The USS Abraham Lincoln, which had been in the South China Sea in recent days, passed through a key waterway connecting the South China Sea and Indian Ocean.
A US Navy official, speaking on condition of anonymity, told AP the aircraft carrier and three accompanying destroyers were heading west.
Iran’s foreign minister has issued the most aggressive threat yet against Trump over any potential strike action.
He warned in an opinion piece in The Wall Street Journal: ‘Unlike the restraint Iran showed in June 2025, our powerful armed forces have no qualms about firing back with everything we have if we come under renewed attack.’
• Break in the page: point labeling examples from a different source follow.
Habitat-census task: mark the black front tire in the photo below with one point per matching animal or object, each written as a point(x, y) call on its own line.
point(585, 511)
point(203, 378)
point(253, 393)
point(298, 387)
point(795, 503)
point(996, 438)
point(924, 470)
He added: An all-out confrontation will certainly be ferocious and drag on far, far longer than the fantasy timelines that Israel and its proxies are trying to peddle to the White House.
‘It will certainly engulf the wider region and have an impact on ordinary people around the globe.’
The talks come six months after Israel and Iran fought a 12-day war in June, which the US joined to strike Iranian nuclear sites.
Iran then retaliated and fired missiles at an American air base in Qatar.
The US-based Human Rights Activists News Agency have estimated more than 4,500 deaths during the anti-regime protests.
With the internet down in Iran and phone lines cut off, gauging the demonstrations from abroad has grown more difficult.
Despite this, images have emerged of protests across the country.